Marble – Over her years as a teacher, Dr. Linda Holcomb taught many young children in Cherokee County how to read. One of her favorite memories was while she was doing volunteer work, an older woman asked her to teach her.
“She wanted to know how to read the Bible,” Holcomb remembered. “And she wanted to know how to read the hymnals they had.”
The woman, Mary, couldn’t read a word. She had memorized the hymns and would pretend to read along with everyone else. She didn’t want anyone to know she couldn’t read. Holcomb taught her to read by using the Bible.
“She and I became faith partners,” Holcomb said. “After a while, she was reading. She was reading a lot of the Bible.”
Holcomb said moments like that – where she made a difference in a person’s life – made life worthwhile.
“There’s a reason why you’re here,” she said.
Holcomb started teaching in 1974 at Murphy Elementary School. Her husband was the band director, and she figured that’s how she got hired. She started in a Title 1 position, teaching reading in small groups.
She then moved on to a pod situation, where she and three other teachers shared 100 students, and eventually got a self-contained classroom of her own 25 students. After taking time off to have a child in 1980, Holcomb became a teacher at Andrews Elementary School.
In the 1990s, she was asked to head a reading recovery program, and was trained in Asheville for it. For the program, she’d get to work one on one with a child.
“You can make great gains with that,” Holcomb said, adding that the program was highly successful. “It was just great.”
She shared what she was taught to develop the program with other elementary teachers in the county. She then received trained in Clemson for diagnosing reading issues and became Cherokee County’s reading diagnostician.

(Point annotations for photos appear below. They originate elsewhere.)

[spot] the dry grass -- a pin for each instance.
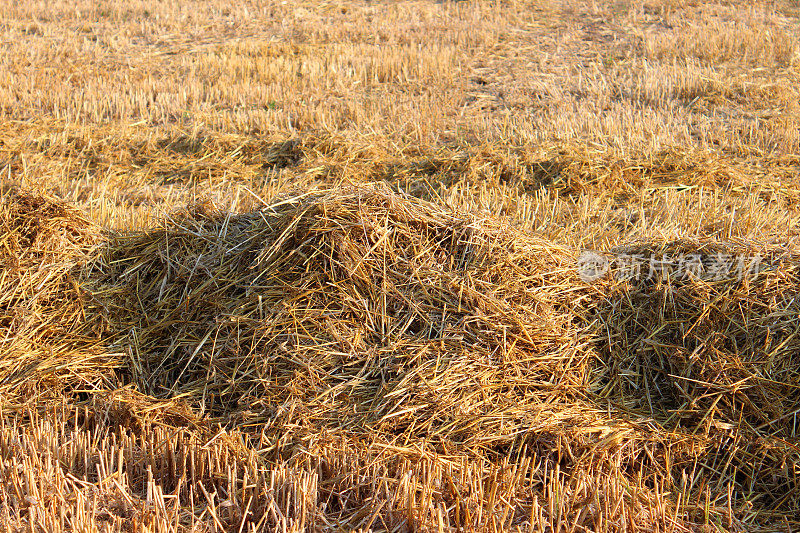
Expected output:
(312, 266)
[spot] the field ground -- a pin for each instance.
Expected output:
(301, 266)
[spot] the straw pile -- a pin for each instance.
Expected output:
(361, 309)
(715, 357)
(358, 358)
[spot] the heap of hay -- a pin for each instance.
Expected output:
(362, 310)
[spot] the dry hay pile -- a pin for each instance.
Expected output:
(360, 310)
(715, 357)
(359, 358)
(47, 341)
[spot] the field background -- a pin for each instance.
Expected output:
(589, 125)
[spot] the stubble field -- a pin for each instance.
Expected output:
(317, 266)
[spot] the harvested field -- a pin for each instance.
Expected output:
(400, 266)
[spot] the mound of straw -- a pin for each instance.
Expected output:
(360, 359)
(364, 310)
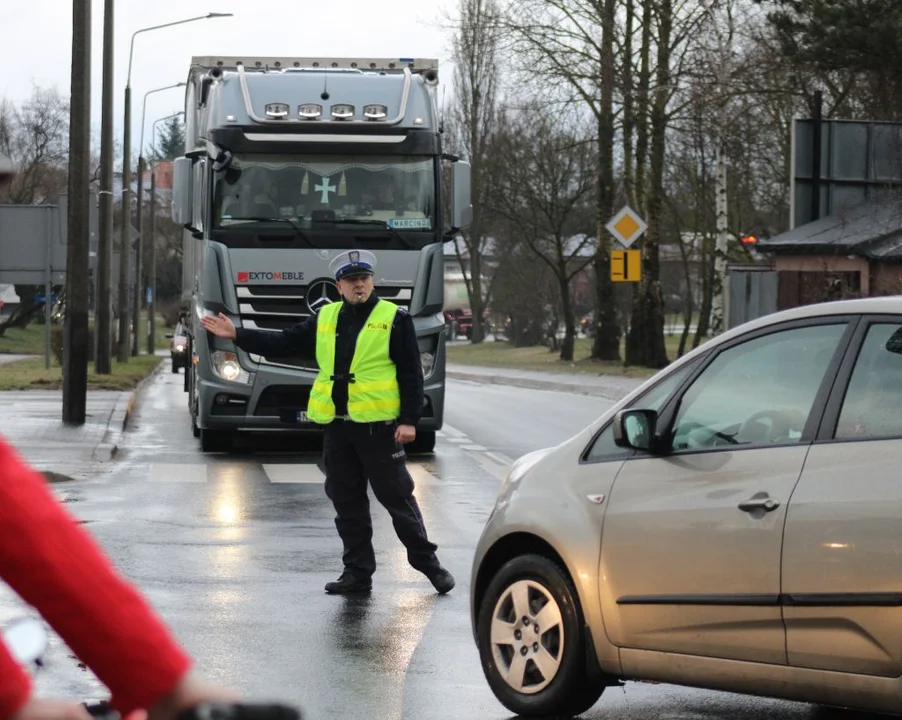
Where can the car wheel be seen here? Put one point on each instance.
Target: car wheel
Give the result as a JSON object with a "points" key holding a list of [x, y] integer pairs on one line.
{"points": [[531, 642]]}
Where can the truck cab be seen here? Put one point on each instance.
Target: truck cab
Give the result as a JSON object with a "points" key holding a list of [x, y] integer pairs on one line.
{"points": [[288, 162]]}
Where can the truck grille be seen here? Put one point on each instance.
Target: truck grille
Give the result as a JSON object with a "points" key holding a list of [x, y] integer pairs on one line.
{"points": [[277, 307]]}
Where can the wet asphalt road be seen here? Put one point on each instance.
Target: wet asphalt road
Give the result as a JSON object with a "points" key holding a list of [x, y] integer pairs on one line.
{"points": [[233, 550]]}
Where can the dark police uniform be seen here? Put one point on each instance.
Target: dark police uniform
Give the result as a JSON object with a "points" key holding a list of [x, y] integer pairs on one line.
{"points": [[355, 452]]}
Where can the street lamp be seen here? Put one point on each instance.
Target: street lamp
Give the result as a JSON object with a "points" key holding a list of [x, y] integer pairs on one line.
{"points": [[139, 242], [152, 305], [122, 347]]}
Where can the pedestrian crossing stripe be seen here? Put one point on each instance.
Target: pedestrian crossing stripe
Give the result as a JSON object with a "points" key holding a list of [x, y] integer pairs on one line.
{"points": [[276, 473]]}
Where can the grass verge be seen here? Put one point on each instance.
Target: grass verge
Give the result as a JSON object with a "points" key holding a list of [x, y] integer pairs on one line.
{"points": [[27, 341], [505, 355], [30, 374], [30, 340]]}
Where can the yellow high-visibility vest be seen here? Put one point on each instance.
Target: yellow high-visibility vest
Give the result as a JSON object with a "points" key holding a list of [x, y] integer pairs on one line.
{"points": [[373, 393]]}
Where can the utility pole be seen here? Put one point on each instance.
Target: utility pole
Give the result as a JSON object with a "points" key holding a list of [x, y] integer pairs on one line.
{"points": [[124, 235], [75, 332], [139, 251], [102, 313], [152, 280]]}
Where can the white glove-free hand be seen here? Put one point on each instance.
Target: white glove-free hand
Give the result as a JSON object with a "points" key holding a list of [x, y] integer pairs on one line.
{"points": [[220, 326]]}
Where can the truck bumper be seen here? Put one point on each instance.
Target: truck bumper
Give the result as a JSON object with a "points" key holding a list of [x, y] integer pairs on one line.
{"points": [[273, 403]]}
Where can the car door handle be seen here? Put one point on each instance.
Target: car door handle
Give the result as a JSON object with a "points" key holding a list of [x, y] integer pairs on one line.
{"points": [[759, 503]]}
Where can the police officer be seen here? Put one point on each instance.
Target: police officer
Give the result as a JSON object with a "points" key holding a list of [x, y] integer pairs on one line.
{"points": [[369, 396]]}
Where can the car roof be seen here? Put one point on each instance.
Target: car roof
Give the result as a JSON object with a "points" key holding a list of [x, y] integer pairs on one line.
{"points": [[884, 305]]}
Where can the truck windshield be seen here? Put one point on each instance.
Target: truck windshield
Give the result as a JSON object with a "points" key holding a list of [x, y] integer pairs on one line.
{"points": [[397, 191]]}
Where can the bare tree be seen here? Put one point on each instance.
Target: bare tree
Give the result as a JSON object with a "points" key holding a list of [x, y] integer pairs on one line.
{"points": [[476, 79], [35, 137], [565, 54], [547, 196]]}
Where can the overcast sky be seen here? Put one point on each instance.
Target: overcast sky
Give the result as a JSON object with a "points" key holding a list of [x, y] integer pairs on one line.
{"points": [[36, 43]]}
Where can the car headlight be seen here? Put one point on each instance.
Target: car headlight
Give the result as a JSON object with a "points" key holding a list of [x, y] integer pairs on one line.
{"points": [[428, 361], [517, 472], [225, 364]]}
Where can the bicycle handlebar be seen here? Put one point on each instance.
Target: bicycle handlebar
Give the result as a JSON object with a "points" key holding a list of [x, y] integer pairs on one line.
{"points": [[213, 711]]}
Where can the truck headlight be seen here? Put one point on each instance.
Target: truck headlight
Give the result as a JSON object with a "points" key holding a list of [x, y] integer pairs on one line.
{"points": [[428, 361], [225, 364]]}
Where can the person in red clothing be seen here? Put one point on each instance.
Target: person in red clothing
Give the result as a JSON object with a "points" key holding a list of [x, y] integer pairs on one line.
{"points": [[52, 563]]}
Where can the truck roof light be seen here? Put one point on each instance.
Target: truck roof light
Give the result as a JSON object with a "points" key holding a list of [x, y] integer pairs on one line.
{"points": [[310, 111], [375, 112], [277, 110]]}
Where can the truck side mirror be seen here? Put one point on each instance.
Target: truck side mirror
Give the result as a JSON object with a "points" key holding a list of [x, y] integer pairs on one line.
{"points": [[182, 191], [461, 204]]}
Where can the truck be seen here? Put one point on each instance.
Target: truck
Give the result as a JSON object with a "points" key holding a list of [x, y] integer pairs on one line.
{"points": [[288, 162]]}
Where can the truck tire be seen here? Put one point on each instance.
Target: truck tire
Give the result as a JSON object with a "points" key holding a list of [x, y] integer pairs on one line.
{"points": [[424, 443]]}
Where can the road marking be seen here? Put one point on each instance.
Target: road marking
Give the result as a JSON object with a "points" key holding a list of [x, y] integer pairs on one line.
{"points": [[177, 472], [421, 476], [297, 473], [452, 432], [500, 459]]}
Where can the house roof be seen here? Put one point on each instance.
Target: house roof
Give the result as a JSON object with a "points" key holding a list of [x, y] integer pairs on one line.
{"points": [[872, 229]]}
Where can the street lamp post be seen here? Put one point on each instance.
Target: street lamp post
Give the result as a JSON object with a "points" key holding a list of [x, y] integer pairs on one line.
{"points": [[122, 345], [139, 242], [152, 305]]}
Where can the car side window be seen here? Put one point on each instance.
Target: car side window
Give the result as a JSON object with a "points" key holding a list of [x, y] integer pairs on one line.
{"points": [[603, 448], [757, 393], [872, 406]]}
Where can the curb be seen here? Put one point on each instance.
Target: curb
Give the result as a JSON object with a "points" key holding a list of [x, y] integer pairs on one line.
{"points": [[120, 417], [607, 392]]}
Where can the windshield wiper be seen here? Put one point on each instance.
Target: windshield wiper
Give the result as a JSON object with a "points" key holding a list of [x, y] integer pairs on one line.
{"points": [[377, 223], [261, 218]]}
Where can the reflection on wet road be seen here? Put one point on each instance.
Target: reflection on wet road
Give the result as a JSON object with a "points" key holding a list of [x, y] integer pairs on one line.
{"points": [[234, 551]]}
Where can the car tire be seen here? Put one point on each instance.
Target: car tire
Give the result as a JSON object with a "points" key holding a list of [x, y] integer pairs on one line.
{"points": [[563, 689]]}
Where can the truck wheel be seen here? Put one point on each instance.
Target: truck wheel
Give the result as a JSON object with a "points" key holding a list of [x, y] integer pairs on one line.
{"points": [[215, 440], [423, 443]]}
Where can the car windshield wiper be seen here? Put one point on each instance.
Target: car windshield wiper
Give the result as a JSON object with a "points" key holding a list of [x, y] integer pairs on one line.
{"points": [[376, 223], [262, 218]]}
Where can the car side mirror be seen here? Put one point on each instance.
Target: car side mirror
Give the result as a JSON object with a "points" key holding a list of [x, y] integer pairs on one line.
{"points": [[635, 429], [894, 344]]}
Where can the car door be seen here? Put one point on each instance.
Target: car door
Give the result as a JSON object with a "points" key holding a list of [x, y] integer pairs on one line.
{"points": [[692, 539], [842, 557]]}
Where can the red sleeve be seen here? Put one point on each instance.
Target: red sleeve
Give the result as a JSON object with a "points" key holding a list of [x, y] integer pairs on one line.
{"points": [[15, 685], [57, 567]]}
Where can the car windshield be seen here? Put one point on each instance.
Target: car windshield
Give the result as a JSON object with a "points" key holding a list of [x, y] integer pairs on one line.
{"points": [[395, 191]]}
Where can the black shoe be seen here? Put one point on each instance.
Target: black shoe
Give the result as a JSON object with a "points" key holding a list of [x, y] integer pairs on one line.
{"points": [[442, 580], [348, 583]]}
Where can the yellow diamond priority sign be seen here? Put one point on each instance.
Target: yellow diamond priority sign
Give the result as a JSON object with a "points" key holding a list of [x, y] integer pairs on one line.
{"points": [[627, 226]]}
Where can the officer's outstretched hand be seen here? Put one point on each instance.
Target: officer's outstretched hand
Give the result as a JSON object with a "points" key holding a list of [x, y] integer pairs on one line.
{"points": [[220, 326], [405, 433]]}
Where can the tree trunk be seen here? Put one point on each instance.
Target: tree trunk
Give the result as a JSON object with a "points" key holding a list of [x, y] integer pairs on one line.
{"points": [[607, 327], [645, 345], [629, 183], [567, 347]]}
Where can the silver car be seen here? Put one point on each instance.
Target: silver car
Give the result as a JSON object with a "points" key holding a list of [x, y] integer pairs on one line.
{"points": [[734, 524]]}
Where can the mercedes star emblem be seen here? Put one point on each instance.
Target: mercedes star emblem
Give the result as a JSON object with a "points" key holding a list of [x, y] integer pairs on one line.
{"points": [[320, 293]]}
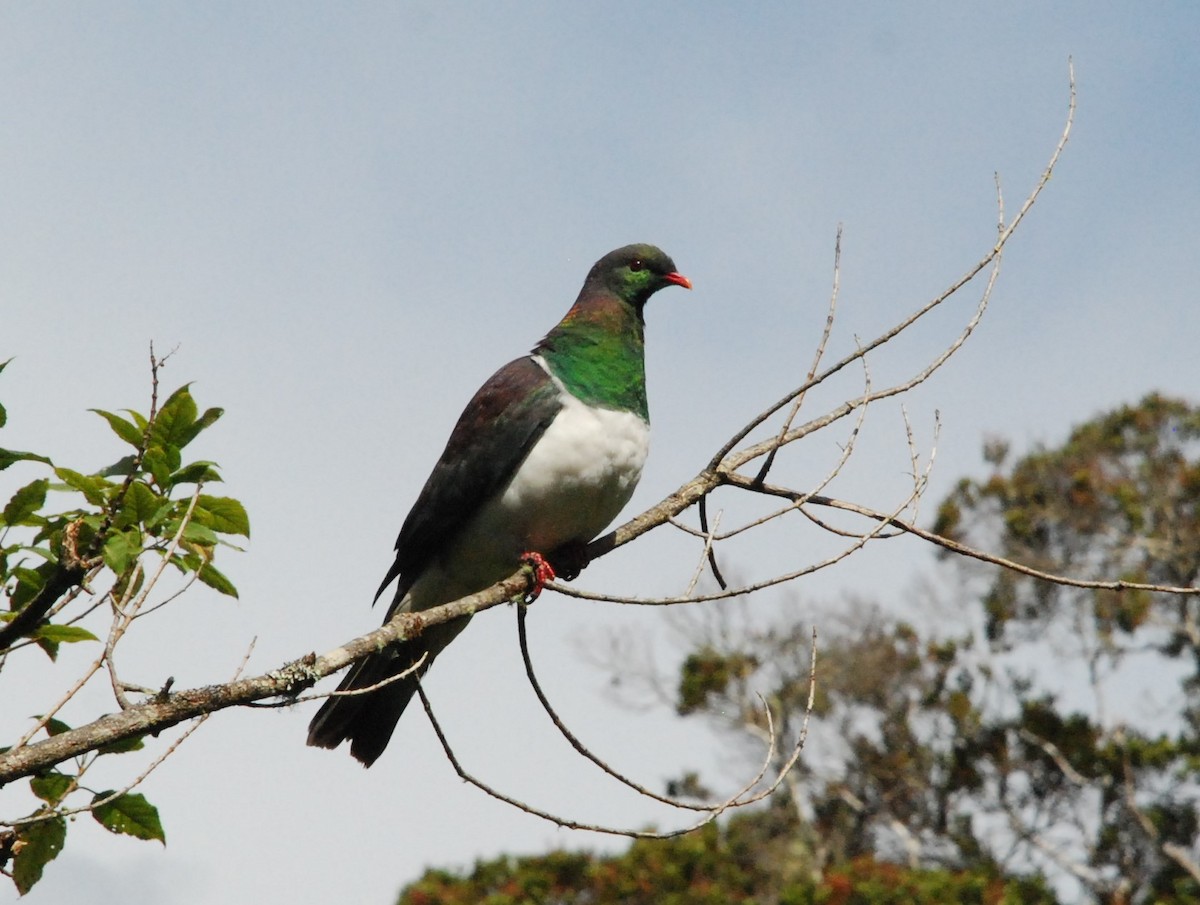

In 2010, she retired – but she didn’t want to.
Through those last years of teaching, she was going to Western Carolina University for professional development with three other teachers from Cherokee County. The four would travel to the college one night a week, take classes for four or five hours, then be at work teaching children the next morning. She wasn’t serious about it, but by 2010 she had earned a doctorate degree.
She continues to teach teachers taking master’s and doctorate-level courses at Walden University and Liberty University. She’s been teaching online courses on how to effectively teach reading for the schools, starting in 2005 for Walden and 2010 for Liberty.
“I’m still hoping to roll out some really good teachers,” Holcomb said.
She said online teaching is compatible with her lifestyle, as she can teach from anywhere, whether she’s in Marble or Florida. She said she also enjoys being able to continue teaching, even though she misses the kids. As soon as her grandchildren were ready, she was right there teaching them how to read.
Her favorite part of teaching was teaching the little ones how to read, as they became more independent and built their self-esteem.
“I love children,” Holcomb said. “I was really fortunate to be put in a program where I could really help children.”
There was one little girl who she had spent a semester teaching in the reading recovery program. After she completed the program, the girl would come to Holcomb’s classroom often asking for books to read. Soon it became difficult for Holcomb to find a book the little girl hadn’t read yet.
“She said, ‘You don’t have any books for me to read, do ya?’ ” Holcomb recalled.
She enjoys seeing former students doing well in the community, and them remembering her as the person who taught them how to read.
“If you want a meaningful career, teaching is where you want to go,” Holcomb said.
“It’s been a long career. It was enjoyable. It was meaningful.”